There have been a number of books written about the Democratic Socialists, China Youth Party, the Rural Reconstruction Party, the Democratic League, the Third Force, and the Minor Parties and Groups as a whole; but few, if any, works have looked at this topic since Xi Jinping’s rise to power, his “Thought on Socialism with Chinese Characteristics for a New Era” and the new merger of Marxism and Confucianism today – the implications of these processes and platforms stretch beyond the borders of the People’s Republic of China.

Therefore, my research examines the creation of the China Democratic League and seeks to discover how the Minor Parties and Groups related to each other, and to Mao Zedong and Chiang Kai-shek. My work traces the lineage of the Chinese People's Political Consultative Congress  from the Double Tenth Agreement in 1945 to the retreat of the Guomindang to Taiwan in 1949 to the establishment of the People's Congress in 1954, and beyond.
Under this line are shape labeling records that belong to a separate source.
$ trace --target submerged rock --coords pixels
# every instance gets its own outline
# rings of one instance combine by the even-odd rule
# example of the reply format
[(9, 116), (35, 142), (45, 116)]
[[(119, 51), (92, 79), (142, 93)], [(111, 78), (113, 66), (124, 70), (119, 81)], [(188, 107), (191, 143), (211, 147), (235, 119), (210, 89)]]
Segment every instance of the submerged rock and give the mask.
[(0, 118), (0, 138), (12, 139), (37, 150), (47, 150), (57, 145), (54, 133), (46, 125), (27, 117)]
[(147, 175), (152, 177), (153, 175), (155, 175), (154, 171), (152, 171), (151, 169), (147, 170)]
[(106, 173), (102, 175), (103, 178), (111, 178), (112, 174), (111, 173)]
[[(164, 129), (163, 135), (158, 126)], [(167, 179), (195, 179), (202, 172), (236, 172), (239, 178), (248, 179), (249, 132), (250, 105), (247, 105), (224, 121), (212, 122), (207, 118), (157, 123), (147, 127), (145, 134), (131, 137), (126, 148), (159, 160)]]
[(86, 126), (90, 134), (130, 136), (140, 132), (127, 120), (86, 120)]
I examine the interactions and outcomes for potential evidence on how this process might have implications for the contemporary push by Beijing to create not just a “Beijing Model,” but perhaps also a “Beijing Consensus” that stands in opposition to the Western Liberal democracies and the so-called Washington Consensus.

From the 8th Party Congress in 1956, when the Communist Party finally controlled the whole of the mainland and began to institute their agenda, to the 18th Party Congress that ushered the princeling Xi Jinping into office as the new great helmsman, the United Front and NPPCC have been among the largest sponsors of legitimacy and authority for the Communist Party. Thus, as Xi Jinping seeks to leave his legacy and to continue deepening reforms, these unique existing political platforms and processes will undoubtedly play a pivotal role.